Overall corporate spending on enterprise technology is expected to decline this year, as companies slash IT budgets to cope with a downturn in business sparked by the coronavirus pandemic, the research group said in a report Wednesday.
The group’s IT spending index dropped to 987 in April, down from 1,005 in March. The index is based on a global survey of enterprise IT buyers and a composite of market and economic indicators. A score above 1,000 indicates that IT spending is expected to increase, while a score below 1,000 points toward a likely decline.
IDC said most companies said they planned to cut spending on PCs, mobile devices, storage infrastructure and IT services. Many reported an uptick in spending on laptops to support a surge in employees working from home. More than 100 global companies responded to the survey, the group said.

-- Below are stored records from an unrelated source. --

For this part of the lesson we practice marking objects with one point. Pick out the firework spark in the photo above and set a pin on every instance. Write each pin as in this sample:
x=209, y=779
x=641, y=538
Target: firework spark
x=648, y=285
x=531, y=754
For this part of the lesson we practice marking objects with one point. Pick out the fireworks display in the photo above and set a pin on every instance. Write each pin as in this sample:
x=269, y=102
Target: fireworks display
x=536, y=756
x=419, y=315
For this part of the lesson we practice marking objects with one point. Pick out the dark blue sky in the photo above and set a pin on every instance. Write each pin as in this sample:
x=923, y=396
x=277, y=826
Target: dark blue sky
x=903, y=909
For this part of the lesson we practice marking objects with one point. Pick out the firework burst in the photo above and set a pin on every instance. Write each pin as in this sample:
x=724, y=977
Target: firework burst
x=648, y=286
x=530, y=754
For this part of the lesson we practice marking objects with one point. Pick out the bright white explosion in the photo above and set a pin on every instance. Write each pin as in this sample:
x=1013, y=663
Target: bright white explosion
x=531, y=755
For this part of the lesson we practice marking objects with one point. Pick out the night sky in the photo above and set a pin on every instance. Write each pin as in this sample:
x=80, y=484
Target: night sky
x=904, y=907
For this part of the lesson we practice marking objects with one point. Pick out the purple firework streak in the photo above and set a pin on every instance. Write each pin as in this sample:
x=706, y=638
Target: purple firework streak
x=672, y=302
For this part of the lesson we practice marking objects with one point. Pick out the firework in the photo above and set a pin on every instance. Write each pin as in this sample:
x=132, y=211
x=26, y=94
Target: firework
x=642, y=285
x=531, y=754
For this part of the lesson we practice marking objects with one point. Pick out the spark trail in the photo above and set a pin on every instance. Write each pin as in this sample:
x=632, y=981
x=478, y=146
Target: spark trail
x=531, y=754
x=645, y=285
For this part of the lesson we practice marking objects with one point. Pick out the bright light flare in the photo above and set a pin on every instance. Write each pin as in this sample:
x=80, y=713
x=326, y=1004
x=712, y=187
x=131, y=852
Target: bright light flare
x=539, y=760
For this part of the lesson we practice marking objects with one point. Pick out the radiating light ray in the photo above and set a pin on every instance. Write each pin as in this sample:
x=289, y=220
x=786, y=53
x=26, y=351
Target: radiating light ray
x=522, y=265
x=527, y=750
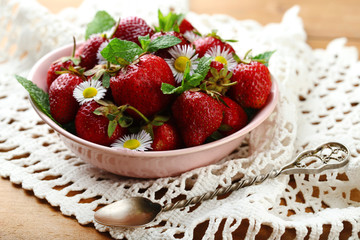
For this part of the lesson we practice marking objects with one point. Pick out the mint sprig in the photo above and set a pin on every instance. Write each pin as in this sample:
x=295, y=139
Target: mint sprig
x=39, y=97
x=189, y=81
x=102, y=22
x=122, y=52
x=156, y=44
x=170, y=22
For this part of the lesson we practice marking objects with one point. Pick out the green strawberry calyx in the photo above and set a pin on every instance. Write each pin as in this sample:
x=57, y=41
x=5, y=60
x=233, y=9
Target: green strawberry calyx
x=219, y=81
x=115, y=115
x=263, y=58
x=103, y=72
x=189, y=81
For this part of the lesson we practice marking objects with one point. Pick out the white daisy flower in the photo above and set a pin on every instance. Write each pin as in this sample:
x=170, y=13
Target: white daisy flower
x=99, y=57
x=223, y=56
x=191, y=36
x=138, y=142
x=181, y=55
x=88, y=91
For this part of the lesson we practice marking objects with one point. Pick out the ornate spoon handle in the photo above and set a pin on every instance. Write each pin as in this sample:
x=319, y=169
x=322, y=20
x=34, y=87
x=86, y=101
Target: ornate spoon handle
x=331, y=155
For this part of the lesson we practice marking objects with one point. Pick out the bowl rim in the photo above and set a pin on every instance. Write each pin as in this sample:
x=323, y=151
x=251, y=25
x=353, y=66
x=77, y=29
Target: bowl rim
x=256, y=121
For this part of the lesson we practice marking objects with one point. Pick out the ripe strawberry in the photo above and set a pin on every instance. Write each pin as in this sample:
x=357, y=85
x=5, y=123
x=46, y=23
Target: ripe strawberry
x=166, y=137
x=63, y=106
x=139, y=85
x=94, y=128
x=197, y=116
x=163, y=53
x=253, y=84
x=130, y=28
x=202, y=45
x=88, y=52
x=234, y=117
x=185, y=26
x=56, y=67
x=217, y=66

“As a result of Covid-19 there’s a premium on agility, and the cloud and associated services can give enterprises a high degree of agility,” said Crawford Del Prete, IDC’s chief executive officer and its former chief researcher.
Cloud-service providers sell computer capacity on an as-needed basis, enabling companies to shift IT systems and software out of costly in-house data centers and servers.

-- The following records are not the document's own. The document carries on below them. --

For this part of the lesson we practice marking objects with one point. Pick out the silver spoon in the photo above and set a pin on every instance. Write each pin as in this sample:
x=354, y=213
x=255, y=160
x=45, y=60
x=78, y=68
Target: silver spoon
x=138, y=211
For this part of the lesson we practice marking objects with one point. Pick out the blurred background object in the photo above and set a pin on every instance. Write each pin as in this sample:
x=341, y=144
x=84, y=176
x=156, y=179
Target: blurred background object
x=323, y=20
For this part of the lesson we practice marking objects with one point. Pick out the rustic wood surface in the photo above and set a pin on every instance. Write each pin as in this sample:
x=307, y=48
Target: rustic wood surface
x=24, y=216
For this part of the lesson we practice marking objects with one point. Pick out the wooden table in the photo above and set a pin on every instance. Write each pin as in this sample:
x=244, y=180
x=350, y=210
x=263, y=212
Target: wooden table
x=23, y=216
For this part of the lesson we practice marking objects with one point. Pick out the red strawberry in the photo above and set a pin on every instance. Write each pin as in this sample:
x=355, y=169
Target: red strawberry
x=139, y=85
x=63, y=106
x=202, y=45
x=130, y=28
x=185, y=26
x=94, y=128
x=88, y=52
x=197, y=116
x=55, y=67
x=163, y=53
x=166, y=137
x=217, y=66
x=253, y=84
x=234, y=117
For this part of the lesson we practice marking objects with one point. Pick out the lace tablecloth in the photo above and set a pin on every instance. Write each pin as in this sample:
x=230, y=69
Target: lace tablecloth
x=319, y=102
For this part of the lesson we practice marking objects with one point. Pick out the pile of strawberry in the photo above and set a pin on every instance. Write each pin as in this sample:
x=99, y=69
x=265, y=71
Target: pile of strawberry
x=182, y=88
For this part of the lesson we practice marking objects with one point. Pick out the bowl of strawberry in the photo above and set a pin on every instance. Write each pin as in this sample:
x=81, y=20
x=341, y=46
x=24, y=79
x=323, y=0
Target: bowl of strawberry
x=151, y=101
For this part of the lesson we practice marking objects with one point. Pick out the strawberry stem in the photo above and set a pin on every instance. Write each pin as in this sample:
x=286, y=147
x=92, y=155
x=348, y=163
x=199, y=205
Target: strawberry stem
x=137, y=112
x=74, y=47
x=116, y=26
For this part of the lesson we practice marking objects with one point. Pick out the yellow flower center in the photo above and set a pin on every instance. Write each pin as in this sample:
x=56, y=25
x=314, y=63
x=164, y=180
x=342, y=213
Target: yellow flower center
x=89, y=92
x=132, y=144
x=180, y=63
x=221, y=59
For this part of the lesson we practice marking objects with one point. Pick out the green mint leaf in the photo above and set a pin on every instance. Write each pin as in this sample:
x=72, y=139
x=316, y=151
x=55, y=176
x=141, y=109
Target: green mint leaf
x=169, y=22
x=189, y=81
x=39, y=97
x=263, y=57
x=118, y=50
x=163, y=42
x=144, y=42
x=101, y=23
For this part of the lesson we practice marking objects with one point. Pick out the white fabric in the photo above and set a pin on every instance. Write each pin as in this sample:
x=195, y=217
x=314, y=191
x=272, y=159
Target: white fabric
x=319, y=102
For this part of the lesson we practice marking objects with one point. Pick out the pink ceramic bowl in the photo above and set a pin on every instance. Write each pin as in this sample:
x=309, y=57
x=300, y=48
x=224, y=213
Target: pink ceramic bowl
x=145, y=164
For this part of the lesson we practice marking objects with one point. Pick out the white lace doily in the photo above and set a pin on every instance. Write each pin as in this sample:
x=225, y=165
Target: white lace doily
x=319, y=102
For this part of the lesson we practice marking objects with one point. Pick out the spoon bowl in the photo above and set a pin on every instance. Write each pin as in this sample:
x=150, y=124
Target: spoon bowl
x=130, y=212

“Cloud is a subscription model that replaces physical and logical compute and application infrastructure, so by definition it tends to be more resilient to market downturns,” Mr. Del Prete said.
At the same time, he added, artificial intelligence and other advanced software tools allow companies to analyze data, automate processes and eke out greater efficiencies: “Once you can measure it, you can more effectively manage it and potentially monetize new data sets,” he said.
The impact of the pandemic caught many businesses off guard. Some companies were still planning to boost IT spending just two weeks ago, the report said.
IDC on March 11 said the outlook for annual growth in global IT spending could drop to 1%, or roughly $2.3 trillion, down from a February forecast of more than 4%, citing a higher level of downside risk.
an IT research and advisory firm, had forecast a 3.7% increase in IT spending at the start of the year. It now expects spending to be much softer, said John-David Lovelock, the firm’s chief forecaster for technology and service providers.
On Monday, Gartner said first-quarter global PC shipments dropped 12.3% from the same period last year, to 51.6 million, the sharpest decline since 2013. While U.S. shipments ticked up from the year-earlier period, they fell more than 30% from the fourth quarter of 2019.
Spending cuts are also hitting hiring plans. U.S. employers cut 19,000 information-technology jobs in March, even as a growing number of businesses are relying more heavily on tech support for remote-work, e-commerce and business-continuity tools, IT trade group CompTIA reported last week.